In [1]:
from nltk.tree import Tree

In [2]:
tree_string = '(S (NP (DT The) (NNS owls)) (VP (VBP are) (RB not) (SBAR (WHNP (WP what)) (S (NP (PRP they)) (VP (VBP seem))))) (PUNCT .))'
tree = Tree.fromstring(tree_string)
tree.pretty_print()

                  S                          
      ____________|_______________________    
     |                VP                  |  
     |         _______|____               |   
     |        |   |       SBAR            |  
     |        |   |    ____|____          |   
     |        |   |   |         S         |  
     |        |   |   |     ____|___      |   
     NP       |   |  WHNP  NP       VP    |  
  ___|___     |   |   |    |        |     |   
 DT     NNS  VBP  RB  WP  PRP      VBP  PUNCT
 |       |    |   |   |    |        |     |   
The     owls are not what they     seem   .  



Naive absolute encodes the number of commons between words w<sub>i</sub> and w<sub>i+1</sub>. This number is in the label associated to w<sub>i</sub>.

In [3]:
from src.encs.enc_const.naive_absolute import C_NaiveAbsoluteEncoding
from src.models.const_tree import ConstituentTree

encoder = C_NaiveAbsoluteEncoding(separator="_", unary_joiner="+")
constituent_tree = ConstituentTree.from_string(tree_string)
w, p, l, f = encoder.encode(constituent_tree)

for i in range(len(w)):
    n, lc = l[i].n_commons, l[i].last_common
    print("Word '{}' has {} common ancestors with his next word. The last common ancestor is {}".format(w[i], n, lc))

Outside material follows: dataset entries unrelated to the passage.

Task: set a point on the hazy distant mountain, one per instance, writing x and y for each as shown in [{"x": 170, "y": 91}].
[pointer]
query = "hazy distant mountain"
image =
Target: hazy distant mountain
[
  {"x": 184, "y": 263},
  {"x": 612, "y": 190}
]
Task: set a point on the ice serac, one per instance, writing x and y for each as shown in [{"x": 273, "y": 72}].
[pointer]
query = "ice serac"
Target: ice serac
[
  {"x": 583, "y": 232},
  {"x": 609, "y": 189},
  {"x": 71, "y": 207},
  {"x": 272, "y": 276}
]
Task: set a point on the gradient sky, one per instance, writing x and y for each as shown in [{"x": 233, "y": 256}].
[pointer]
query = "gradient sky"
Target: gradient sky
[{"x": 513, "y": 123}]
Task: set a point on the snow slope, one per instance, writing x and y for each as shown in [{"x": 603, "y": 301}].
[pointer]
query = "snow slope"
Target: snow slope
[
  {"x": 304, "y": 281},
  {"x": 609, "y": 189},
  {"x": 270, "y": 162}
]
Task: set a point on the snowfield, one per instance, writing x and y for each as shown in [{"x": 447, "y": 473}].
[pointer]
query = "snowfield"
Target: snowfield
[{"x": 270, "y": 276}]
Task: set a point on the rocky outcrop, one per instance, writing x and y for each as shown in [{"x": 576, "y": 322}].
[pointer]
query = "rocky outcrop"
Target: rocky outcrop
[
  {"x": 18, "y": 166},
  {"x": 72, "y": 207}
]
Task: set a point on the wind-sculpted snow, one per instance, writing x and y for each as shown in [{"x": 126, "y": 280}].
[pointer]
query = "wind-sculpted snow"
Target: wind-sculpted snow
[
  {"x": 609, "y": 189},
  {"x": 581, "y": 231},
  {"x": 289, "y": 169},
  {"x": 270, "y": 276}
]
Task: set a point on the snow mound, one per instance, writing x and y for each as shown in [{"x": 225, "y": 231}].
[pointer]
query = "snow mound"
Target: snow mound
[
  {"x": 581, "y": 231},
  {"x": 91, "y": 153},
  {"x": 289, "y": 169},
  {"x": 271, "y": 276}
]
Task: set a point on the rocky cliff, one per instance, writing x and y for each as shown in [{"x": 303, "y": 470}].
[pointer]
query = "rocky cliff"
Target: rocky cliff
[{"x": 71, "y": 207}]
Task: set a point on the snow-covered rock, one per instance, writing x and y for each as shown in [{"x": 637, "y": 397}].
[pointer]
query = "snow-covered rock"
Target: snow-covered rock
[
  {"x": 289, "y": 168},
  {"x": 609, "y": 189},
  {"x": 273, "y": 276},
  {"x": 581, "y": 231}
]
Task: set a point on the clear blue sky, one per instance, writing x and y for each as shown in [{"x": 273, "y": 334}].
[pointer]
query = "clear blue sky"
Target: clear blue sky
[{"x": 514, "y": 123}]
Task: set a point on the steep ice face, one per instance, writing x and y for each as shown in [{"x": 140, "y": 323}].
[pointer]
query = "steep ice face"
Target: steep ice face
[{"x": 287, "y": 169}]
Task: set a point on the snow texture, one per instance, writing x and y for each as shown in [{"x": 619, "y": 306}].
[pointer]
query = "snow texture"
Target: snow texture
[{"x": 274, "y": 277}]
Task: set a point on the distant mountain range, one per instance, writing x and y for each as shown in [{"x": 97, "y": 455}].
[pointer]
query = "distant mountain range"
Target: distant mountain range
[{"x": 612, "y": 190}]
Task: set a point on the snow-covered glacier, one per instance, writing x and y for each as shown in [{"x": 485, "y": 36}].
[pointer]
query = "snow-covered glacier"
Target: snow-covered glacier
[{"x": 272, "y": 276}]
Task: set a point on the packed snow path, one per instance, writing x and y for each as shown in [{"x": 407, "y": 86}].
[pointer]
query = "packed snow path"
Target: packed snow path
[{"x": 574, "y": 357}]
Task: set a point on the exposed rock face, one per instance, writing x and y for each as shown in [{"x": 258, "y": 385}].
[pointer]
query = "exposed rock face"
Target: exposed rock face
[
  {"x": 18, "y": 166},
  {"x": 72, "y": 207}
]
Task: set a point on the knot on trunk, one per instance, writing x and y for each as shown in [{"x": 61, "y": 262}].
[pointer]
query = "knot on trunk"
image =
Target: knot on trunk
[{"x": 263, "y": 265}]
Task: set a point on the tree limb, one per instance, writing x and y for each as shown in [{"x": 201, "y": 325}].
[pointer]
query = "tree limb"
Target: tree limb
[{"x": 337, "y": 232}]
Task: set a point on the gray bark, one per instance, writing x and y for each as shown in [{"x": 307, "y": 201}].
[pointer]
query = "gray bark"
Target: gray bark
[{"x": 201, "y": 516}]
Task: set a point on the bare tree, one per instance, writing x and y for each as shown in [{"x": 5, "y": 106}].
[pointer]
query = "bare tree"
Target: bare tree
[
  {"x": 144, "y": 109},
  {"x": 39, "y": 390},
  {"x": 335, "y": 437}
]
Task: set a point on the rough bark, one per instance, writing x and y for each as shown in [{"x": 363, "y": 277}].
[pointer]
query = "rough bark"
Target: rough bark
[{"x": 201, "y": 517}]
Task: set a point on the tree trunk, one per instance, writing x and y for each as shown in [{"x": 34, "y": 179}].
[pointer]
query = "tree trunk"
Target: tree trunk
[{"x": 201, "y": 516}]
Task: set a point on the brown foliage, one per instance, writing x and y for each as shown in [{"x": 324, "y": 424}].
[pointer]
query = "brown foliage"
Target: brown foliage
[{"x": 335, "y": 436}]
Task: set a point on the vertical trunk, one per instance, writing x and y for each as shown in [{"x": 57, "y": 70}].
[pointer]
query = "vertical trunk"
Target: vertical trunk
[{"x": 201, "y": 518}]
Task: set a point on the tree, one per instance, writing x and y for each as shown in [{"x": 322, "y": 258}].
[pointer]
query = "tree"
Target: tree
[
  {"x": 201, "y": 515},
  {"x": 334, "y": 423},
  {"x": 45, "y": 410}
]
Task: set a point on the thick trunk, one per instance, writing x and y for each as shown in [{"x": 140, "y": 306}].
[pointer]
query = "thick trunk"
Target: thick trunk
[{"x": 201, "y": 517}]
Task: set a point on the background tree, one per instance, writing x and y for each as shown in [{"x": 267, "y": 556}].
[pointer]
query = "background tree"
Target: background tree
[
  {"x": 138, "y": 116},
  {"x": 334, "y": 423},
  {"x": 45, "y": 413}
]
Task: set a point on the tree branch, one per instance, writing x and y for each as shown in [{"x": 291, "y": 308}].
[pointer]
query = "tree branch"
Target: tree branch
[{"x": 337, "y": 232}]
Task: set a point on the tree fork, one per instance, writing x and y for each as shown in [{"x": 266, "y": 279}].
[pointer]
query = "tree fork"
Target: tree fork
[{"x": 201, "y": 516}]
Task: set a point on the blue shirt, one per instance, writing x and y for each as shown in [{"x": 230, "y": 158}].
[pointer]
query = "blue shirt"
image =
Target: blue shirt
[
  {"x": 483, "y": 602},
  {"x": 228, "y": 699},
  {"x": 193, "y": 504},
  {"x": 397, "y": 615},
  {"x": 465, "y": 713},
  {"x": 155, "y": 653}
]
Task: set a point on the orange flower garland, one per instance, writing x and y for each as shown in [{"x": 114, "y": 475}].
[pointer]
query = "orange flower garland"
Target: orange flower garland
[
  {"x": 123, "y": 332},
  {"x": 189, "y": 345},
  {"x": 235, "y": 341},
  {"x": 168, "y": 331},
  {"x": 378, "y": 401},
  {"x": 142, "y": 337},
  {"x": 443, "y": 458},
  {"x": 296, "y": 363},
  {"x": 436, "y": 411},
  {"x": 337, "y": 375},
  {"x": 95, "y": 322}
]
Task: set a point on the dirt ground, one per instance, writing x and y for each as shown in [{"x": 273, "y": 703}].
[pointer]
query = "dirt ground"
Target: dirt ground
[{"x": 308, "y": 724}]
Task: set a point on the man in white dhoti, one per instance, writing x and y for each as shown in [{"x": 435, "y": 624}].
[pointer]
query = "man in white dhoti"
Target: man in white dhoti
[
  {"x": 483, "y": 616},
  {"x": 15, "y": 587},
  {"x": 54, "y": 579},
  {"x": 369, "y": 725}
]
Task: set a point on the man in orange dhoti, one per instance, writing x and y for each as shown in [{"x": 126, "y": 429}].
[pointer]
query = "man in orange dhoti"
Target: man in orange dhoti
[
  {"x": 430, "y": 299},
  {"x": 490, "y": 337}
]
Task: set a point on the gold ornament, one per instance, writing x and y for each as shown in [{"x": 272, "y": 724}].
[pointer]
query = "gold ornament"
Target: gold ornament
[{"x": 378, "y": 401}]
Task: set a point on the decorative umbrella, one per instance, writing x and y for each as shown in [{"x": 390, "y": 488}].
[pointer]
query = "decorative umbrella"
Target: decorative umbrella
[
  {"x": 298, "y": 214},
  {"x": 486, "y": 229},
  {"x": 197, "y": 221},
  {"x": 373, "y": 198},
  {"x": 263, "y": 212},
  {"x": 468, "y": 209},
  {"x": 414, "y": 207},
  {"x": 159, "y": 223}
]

Word 'The' has 2 common ancestors with his next word. The last common ancestor is NP
Word 'owls' has 1 common ancestors with his next word. The last common ancestor is S
Word 'are' has 2 common ancestors with his next word. The last common ancestor is VP
Word 'not' has 2 common ancestors with his next word. The last common ancestor is VP
Word 'what' has 3 common ancestors with his next word. The last common ancestor is SBAR
Word 'they' has 4 common ancestors with his next word. The last common ancestor is S
Word 'seem' has 1 common ancestors with his next word. The last common ancestor is S
Word '.' has 1 common ancestors with his next word. The last common ancestor is S


We want to encode in the word w<sub>i</sub> the number of commons between word w<sub>i-1</sub> and w<sub>i</sub>.

```
Word 'The' has 1 common ancestors with his previous word. The last common ancestor is S.
Word 'owls' has 2 common ancestors with his previous word. The last common ancestor is NP.
Word 'are' has 1 common ancestors with his previous word. The last common ancestor is S.
Word 'not' has 2 common ancestors with his previous word. The last common ancestor is VP.
Word 'what' has 2 common ancestors with his previous word. The last common ancestor is VP.
Word 'they' has 3 common ancestors with his previous word. The last common ancestor is SBAR.
Word 'seem' has 4 common ancestors with his previous word. The last common ancestor is S.
Word '.' has 1 common ancestors with his previous word. The last common ancestor is S.
(...)
```


In [5]:
from src.encs.abstract_encoding import ACEncoding
from src.utils.constants import C_ABSOLUTE_ENCODING, C_ROOT_LABEL, C_CONFLICT_SEPARATOR, C_NONE_LABEL, C_DUMMY_START
from src.models.const_label import ConstituentLabel
from src.models.const_tree import ConstituentTree

import re

class C_NaiveIncremental(ACEncoding):
    def __init__(self, separator, unary_joiner):
        self.separator = separator
        self.unary_joiner = unary_joiner

    def get_unary_chain(self, postag):
        unary_chain = None
        leaf_unary_chain = postag.split(self.unary_joiner)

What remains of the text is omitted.